一年前,刚刚嫁入王府,每当萧鸿与不在身边的那些日子,她都得忍受着煎熬和无边的寂寞。
如今,他终于来她房里了,她却是应顾不暇。
且不说白日,每天要随他一道用膳,陪着他批阅公文,单单是每天夜里被他变着花样折腾,她就有些吃不消了。

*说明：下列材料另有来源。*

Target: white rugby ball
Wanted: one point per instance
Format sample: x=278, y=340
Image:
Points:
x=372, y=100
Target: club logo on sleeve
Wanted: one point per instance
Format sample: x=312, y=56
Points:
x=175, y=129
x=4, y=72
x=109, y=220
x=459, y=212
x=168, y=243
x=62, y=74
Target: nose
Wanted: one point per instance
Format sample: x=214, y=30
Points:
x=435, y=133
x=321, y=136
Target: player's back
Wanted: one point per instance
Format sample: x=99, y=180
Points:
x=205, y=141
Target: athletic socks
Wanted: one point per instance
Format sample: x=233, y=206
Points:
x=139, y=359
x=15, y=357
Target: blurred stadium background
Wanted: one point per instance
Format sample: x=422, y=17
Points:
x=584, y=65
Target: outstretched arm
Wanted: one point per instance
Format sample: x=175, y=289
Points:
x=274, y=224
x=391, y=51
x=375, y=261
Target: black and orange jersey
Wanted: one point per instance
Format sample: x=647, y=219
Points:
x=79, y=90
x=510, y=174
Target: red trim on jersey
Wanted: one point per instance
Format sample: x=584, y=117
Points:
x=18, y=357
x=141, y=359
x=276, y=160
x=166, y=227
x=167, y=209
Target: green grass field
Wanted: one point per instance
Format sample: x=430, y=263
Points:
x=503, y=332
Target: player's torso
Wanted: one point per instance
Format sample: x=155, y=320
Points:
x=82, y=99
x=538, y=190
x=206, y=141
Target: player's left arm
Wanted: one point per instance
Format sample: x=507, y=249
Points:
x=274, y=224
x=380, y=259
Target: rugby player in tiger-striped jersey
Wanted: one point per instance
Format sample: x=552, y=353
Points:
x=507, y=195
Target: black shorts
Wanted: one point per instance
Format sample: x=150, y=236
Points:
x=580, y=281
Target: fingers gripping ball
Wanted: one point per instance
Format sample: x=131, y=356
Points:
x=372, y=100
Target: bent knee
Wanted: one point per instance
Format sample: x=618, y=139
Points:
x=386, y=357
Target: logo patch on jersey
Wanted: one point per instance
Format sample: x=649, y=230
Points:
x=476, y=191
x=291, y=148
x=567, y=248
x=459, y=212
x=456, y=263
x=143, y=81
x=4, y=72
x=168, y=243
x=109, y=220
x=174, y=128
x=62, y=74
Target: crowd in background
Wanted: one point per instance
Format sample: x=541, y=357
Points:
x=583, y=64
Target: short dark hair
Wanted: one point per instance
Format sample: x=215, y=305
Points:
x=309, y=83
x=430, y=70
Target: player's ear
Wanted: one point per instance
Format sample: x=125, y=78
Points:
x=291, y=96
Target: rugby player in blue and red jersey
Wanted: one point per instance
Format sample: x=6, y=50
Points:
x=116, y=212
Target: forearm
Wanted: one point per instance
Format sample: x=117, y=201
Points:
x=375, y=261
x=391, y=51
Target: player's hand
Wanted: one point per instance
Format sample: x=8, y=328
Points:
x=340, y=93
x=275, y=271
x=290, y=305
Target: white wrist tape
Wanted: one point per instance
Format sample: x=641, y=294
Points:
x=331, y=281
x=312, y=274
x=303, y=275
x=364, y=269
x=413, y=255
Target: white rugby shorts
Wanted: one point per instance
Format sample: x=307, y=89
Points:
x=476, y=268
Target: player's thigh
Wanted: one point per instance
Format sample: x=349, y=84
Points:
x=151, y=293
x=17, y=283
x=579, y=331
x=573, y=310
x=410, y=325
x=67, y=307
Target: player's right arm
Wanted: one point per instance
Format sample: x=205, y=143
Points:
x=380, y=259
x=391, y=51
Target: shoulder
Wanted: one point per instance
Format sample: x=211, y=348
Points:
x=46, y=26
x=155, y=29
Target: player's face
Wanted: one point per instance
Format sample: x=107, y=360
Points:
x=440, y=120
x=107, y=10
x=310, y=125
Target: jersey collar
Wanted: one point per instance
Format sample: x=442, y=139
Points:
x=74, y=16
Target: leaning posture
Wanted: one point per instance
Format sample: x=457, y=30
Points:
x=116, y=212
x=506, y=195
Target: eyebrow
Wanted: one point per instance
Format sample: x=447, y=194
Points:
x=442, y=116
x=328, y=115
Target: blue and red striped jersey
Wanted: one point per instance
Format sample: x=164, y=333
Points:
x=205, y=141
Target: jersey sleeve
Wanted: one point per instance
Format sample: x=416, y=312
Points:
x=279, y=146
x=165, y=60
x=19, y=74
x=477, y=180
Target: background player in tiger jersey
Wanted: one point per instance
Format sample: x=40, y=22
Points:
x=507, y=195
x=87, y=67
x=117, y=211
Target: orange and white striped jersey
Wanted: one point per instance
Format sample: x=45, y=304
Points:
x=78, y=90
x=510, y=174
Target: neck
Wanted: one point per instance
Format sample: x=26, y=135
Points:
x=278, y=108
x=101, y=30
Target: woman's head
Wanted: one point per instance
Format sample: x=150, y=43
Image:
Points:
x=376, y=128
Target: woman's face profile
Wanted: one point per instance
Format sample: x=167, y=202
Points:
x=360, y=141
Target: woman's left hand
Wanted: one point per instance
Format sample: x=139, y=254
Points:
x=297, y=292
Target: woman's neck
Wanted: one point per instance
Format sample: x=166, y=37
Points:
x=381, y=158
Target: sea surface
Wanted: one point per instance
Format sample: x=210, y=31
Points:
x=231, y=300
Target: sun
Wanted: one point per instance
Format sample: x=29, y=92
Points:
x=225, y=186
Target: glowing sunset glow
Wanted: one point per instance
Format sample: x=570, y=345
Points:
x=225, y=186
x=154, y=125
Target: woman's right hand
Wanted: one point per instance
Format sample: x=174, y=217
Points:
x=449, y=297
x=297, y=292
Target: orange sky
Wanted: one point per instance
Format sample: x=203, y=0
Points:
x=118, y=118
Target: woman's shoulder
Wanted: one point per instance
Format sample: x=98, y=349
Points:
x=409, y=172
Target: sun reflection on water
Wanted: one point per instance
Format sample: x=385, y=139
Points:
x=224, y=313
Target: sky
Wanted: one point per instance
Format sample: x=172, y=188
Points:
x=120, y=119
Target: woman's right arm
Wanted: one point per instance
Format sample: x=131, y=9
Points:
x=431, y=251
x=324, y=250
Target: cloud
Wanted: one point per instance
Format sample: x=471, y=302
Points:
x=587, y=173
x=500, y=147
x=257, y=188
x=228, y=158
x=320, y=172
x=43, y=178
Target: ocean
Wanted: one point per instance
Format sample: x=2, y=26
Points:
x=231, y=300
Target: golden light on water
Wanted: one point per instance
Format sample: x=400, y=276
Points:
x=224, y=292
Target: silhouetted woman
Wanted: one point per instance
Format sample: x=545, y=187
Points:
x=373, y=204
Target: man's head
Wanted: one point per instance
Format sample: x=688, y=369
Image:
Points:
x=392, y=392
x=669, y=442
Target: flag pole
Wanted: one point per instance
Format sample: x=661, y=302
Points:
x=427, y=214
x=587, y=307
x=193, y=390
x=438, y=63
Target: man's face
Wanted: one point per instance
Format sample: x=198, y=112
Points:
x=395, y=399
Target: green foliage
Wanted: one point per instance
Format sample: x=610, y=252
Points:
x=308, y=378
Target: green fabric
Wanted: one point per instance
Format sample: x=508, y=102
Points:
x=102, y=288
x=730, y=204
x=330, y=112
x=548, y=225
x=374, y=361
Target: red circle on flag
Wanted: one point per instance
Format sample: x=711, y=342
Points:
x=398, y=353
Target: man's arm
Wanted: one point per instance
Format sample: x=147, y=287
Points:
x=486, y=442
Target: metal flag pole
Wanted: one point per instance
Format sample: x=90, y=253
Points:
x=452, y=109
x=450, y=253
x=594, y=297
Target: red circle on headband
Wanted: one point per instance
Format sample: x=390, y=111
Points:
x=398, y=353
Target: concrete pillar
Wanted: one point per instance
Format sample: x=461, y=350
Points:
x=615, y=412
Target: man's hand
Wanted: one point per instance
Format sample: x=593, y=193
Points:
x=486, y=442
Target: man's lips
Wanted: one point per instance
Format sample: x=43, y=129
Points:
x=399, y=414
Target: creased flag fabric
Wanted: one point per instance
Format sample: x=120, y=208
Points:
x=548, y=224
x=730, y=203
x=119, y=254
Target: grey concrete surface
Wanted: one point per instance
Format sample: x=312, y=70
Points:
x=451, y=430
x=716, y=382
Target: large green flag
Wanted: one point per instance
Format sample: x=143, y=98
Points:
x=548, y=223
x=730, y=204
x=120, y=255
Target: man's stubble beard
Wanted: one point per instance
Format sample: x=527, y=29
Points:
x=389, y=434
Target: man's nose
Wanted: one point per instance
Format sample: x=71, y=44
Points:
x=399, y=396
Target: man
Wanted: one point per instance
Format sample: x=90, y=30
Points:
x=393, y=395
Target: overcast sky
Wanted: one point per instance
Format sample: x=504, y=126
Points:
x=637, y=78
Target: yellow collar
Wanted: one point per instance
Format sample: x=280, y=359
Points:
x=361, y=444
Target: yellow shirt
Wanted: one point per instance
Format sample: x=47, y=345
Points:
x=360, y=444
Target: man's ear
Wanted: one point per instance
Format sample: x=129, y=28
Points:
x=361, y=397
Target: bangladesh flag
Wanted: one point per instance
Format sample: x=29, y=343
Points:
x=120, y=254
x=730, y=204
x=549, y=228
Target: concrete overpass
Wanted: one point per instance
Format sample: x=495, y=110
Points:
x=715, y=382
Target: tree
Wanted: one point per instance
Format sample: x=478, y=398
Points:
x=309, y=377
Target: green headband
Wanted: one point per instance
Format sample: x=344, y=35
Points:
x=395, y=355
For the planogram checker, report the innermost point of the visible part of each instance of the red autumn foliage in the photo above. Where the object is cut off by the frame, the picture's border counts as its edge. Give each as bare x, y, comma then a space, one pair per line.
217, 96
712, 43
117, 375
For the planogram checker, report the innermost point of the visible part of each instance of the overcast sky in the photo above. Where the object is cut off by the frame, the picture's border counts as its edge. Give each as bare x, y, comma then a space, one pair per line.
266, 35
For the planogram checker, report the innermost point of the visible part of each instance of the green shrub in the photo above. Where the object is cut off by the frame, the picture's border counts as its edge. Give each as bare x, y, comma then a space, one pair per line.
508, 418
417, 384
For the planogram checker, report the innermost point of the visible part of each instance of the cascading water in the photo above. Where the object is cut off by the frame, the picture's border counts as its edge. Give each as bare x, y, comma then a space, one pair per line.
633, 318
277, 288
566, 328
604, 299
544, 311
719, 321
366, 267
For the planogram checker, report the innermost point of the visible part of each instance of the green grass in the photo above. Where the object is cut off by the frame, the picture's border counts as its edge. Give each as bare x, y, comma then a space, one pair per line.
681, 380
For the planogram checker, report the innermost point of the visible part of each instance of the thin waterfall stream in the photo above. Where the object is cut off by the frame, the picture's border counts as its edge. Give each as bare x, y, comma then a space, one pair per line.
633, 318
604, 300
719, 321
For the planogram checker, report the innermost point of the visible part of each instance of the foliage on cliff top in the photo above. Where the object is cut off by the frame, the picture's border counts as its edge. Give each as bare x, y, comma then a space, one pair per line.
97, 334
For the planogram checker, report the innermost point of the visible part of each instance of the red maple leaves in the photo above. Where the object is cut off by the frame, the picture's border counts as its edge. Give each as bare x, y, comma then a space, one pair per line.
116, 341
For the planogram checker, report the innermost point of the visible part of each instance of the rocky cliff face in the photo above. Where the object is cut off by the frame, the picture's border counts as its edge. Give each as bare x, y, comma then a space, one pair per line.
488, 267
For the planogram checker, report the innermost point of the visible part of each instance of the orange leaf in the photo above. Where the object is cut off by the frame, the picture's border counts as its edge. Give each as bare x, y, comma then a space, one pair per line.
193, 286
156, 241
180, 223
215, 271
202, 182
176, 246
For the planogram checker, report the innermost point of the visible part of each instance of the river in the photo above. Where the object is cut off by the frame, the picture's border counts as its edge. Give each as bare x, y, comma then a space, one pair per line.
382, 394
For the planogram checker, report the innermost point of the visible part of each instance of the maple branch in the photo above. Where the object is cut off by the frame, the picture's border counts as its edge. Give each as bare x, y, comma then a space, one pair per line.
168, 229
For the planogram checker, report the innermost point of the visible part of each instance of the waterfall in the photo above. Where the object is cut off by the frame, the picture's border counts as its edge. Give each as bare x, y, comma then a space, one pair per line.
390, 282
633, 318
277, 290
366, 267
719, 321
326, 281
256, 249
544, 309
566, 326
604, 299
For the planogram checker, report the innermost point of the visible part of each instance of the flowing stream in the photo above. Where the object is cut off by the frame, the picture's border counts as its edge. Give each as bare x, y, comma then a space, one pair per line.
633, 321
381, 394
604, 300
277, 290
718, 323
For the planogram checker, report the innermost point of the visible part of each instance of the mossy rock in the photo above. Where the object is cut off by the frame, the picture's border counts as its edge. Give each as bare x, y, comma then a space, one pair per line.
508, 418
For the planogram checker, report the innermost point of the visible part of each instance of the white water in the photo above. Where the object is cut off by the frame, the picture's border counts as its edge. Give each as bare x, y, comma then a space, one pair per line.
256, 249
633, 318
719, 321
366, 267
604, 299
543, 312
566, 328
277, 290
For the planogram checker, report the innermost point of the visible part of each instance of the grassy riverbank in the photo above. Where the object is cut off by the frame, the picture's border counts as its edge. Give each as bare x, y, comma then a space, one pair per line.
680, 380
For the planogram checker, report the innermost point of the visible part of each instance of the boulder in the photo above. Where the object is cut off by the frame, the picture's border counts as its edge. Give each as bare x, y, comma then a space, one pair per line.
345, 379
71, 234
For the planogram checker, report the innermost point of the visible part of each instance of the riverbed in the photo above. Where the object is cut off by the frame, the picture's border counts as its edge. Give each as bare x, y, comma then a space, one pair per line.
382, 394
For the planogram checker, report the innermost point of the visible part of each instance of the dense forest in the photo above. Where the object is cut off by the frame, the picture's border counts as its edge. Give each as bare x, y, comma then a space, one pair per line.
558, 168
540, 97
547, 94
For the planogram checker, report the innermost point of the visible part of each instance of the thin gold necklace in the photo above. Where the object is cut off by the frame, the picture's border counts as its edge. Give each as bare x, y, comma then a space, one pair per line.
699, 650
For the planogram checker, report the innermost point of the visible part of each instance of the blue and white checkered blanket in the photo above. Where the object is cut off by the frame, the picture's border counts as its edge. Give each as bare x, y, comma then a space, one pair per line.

她虽天生身子敏感、汁水充沛,可到底是从小娇生惯养、细皮嫩肉的,如何经得起他无休无止的纠缠?
这才不过五日过去,她便腰酸得连路都走不动了。
“王妃,王爷说外头天气好,让您去院子里散散心。”秋露笑眯眯地进来道。
她现在对萧鸿与,一点怨怪都没有了。
只要他能对王妃好,那她今后便会对他忠心耿耿,认定他这个姑爷。
“不去,”沈初微懒懒地回绝,“我实在是走不动了,便在屋里歇着吧。”
“王爷已经猜到您会这么说了,特地让陈叔送了步辇来,现已经停在外头了。”
沈初微闻言,大吃一惊,忙道:“快带我出去瞧瞧。”
秋露和小丫鬟迎了上来,给她添了披风,搀着她慢慢往外间走。
一时到了碎竹轩院外,果见庭中放着一座崭新的步辇。
这步辇设计得甚为雅致,几根轿杆全刷着青漆,座位上铺着厚厚的软垫,上面绣着荷花的纹案。